爺と婆の世間話
(山陰中央新報セールスセンター発行の「りびえーる」に掲載したものです。)


第五十三話 なすび(2003年7月13日掲載)

【出雲弁】

「オジジ。畑、行って、ナスビと、キーリ、採ってきて、ごしなはいね」

「また、キーリなますと、ナスビの煮しめ、かや。」

「なんぼでも、なーますだけん、くゎな、えけましぇん、がね」

「ちた、ほかに、ねかや」

「ほんな、きょうは、キーリの浅漬けと、ナスビの焼いたに、しましょかね」

「かわーばえが、さんのー」

「えまが、旬で、いっち、まいですけん、食べて、ごしなはいよ」

「けさがた、浦の、おばさんが、きちょっちゃった、がや」

「あいけ、知っちょらいました、かね」

「畑の、もどーしに、ばったー、合ってのー。カレーの干物、買ってまった、てて、よろこんどっちゃったじ」

「盆に、孫らちが、戻った、ときにでも、くわせらかと、もっちょーましたどもねー」

「ババ。浦のおばさん、また、来てだわや」

「しかた、あーましぇんねー。ほんな、焼きましょかねー」

「今夜は、泡のでーもんが、え、のー」


【共通語訳】

「お爺さん。畑へ行ってナスビとキューリを採ってきてくださいよ」

「また、キューリなますとナスビの煮しめかい。」

「いくらでも実がなるから食べなければいけませんよ」

「もう少しほかに食べるものがないかい」

「それじゃ、きょうはキューリの浅漬けと焼きナスビにしましょかね」

「代わり映えがしないねー」

「今が旬で一番おいしいから食べてくださいよ」

「けさ浦のおばさんが行商に来ていただろう」

「あら、知っていたんですか」

「畑仕事の帰りにばったり合ってねー。カレーの干物を買ってもらったといって喜んでいたよ」

「盆に孫たちが戻ったときにでも食べさせようかと思っていましたけれどもねー」

「お婆さん。浦のおばさんは、また売りに来るよ」

「しかたがないですねー。
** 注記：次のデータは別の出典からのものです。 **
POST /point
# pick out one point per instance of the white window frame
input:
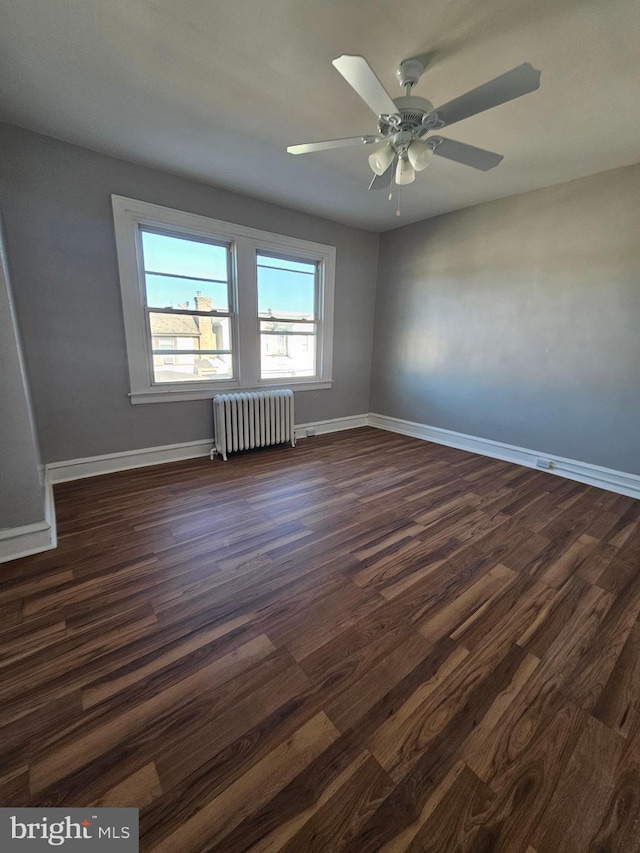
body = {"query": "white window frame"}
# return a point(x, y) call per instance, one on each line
point(245, 243)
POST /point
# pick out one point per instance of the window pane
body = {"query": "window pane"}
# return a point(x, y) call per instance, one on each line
point(287, 350)
point(192, 368)
point(171, 333)
point(284, 291)
point(287, 264)
point(174, 292)
point(183, 257)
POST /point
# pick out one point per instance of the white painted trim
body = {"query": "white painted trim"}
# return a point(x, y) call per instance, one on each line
point(108, 463)
point(331, 425)
point(178, 395)
point(572, 469)
point(30, 539)
point(93, 466)
point(582, 472)
point(243, 242)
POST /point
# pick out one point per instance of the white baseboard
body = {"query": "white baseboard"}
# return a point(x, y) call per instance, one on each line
point(30, 539)
point(331, 425)
point(93, 466)
point(582, 472)
point(108, 463)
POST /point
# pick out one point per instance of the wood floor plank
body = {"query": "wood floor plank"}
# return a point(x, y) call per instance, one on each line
point(368, 643)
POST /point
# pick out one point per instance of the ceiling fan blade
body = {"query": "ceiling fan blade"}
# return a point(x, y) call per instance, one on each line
point(512, 84)
point(308, 147)
point(469, 155)
point(360, 76)
point(383, 181)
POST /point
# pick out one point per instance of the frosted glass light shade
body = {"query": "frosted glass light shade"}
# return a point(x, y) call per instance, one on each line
point(419, 154)
point(381, 159)
point(404, 172)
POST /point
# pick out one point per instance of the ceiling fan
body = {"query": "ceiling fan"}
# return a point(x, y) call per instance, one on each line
point(404, 124)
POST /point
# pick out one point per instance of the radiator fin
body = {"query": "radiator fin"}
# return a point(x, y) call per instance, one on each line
point(247, 420)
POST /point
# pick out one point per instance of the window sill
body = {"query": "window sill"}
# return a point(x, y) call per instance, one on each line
point(179, 395)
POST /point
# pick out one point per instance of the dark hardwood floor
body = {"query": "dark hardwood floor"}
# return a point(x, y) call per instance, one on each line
point(368, 643)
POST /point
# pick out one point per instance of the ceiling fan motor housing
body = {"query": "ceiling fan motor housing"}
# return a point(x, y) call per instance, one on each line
point(413, 112)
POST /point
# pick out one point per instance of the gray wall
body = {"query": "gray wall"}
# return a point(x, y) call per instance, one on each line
point(55, 199)
point(519, 321)
point(21, 490)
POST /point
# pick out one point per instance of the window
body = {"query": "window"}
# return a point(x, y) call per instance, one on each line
point(287, 291)
point(212, 306)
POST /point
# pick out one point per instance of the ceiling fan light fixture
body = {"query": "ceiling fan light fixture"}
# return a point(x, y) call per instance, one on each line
point(419, 154)
point(405, 173)
point(381, 159)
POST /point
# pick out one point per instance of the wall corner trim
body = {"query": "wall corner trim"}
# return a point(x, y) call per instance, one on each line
point(30, 539)
point(583, 472)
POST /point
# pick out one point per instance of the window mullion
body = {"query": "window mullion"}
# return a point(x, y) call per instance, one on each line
point(248, 351)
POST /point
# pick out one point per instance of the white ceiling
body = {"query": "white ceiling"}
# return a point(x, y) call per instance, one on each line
point(216, 89)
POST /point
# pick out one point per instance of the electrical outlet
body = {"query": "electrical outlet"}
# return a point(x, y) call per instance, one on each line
point(544, 463)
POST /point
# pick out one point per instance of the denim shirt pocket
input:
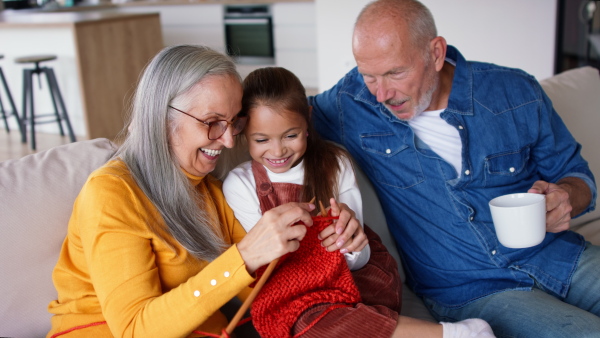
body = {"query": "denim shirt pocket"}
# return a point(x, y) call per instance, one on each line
point(391, 162)
point(506, 167)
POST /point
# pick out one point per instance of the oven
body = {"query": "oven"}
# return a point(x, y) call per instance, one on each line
point(249, 34)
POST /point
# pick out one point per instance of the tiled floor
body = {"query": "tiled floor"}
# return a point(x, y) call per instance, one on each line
point(12, 148)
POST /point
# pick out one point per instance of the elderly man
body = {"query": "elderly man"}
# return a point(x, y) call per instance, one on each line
point(439, 137)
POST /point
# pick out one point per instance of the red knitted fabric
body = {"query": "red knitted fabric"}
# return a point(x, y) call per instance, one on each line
point(304, 278)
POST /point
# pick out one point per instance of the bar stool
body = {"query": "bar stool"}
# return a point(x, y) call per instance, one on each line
point(5, 114)
point(28, 115)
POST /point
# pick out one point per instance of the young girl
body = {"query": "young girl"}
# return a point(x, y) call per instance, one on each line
point(291, 163)
point(312, 292)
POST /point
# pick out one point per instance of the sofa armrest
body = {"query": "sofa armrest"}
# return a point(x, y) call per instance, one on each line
point(38, 192)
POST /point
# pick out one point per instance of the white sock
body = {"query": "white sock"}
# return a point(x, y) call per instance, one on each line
point(467, 328)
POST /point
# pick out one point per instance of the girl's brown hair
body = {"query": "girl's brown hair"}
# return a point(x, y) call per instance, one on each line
point(280, 90)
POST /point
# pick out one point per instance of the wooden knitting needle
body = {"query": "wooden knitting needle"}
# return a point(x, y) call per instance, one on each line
point(263, 279)
point(323, 210)
point(242, 310)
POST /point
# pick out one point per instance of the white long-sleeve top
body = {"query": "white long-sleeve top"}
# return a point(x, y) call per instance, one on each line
point(240, 191)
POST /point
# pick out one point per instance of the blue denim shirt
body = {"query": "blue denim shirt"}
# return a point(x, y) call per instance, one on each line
point(511, 137)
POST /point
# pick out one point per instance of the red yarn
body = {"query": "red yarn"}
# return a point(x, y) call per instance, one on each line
point(309, 276)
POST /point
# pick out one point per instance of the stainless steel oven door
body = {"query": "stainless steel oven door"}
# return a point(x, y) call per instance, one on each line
point(249, 35)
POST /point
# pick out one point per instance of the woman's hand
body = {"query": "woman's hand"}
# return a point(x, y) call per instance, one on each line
point(275, 234)
point(346, 233)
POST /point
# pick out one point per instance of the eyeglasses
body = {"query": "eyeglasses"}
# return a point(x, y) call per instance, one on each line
point(217, 128)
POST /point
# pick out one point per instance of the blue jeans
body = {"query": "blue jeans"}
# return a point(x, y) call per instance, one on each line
point(536, 313)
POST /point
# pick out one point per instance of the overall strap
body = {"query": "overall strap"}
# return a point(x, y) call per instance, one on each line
point(271, 194)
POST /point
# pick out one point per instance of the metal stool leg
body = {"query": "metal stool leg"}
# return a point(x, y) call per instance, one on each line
point(24, 113)
point(47, 71)
point(55, 92)
point(31, 110)
point(11, 102)
point(4, 115)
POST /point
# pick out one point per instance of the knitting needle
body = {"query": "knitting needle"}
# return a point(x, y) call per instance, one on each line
point(242, 310)
point(323, 210)
point(263, 279)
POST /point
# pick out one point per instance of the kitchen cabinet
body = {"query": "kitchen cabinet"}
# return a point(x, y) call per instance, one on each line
point(293, 25)
point(100, 56)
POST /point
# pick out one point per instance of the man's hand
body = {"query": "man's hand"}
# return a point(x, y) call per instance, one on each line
point(568, 198)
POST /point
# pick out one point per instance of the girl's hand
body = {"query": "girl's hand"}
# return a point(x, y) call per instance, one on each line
point(275, 234)
point(346, 233)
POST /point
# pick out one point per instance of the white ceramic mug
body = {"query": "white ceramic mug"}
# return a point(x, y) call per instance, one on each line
point(519, 219)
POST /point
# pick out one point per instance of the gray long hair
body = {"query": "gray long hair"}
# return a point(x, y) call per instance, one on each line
point(147, 154)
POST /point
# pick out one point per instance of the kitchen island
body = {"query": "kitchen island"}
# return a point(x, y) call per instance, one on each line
point(100, 56)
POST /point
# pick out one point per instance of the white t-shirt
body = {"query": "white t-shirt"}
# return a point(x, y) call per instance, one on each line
point(440, 136)
point(240, 191)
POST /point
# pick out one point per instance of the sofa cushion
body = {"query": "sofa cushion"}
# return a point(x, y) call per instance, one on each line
point(575, 95)
point(38, 192)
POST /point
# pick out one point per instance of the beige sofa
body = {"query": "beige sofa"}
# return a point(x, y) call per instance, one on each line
point(37, 192)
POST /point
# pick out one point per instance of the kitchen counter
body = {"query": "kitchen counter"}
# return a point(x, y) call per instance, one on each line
point(104, 4)
point(100, 56)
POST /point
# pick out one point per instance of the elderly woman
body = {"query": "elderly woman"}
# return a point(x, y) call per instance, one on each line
point(152, 247)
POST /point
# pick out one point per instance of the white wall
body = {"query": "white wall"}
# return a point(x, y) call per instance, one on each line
point(514, 33)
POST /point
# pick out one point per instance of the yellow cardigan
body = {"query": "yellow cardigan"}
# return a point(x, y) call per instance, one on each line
point(113, 268)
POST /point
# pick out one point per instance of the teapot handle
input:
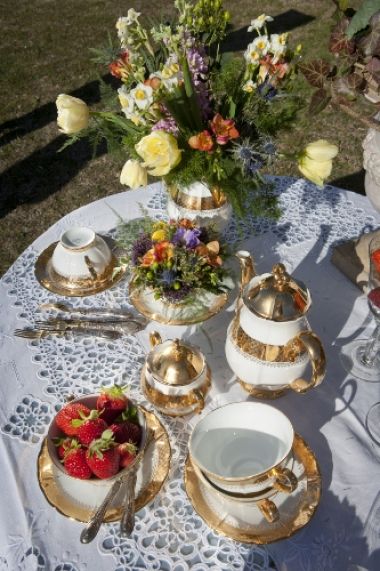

それじゃ、焼きましょうかねー」

「今夜はビールが欲しいなー」


(解説)
 昔は行商のおばさんたちが物流の一端を担い食卓を潤していましたが、最近は見かけることが少なくなりました。

(参考)
 全国の方言を「本州東部方言」、「本州西部方言」、「九州方言」、「琉球方言」と4つに分ける学者がいます。東京など「本州東部方言」では「ナス」と言いますが、私たちの「本州西部方言」では「ナスビ」となります。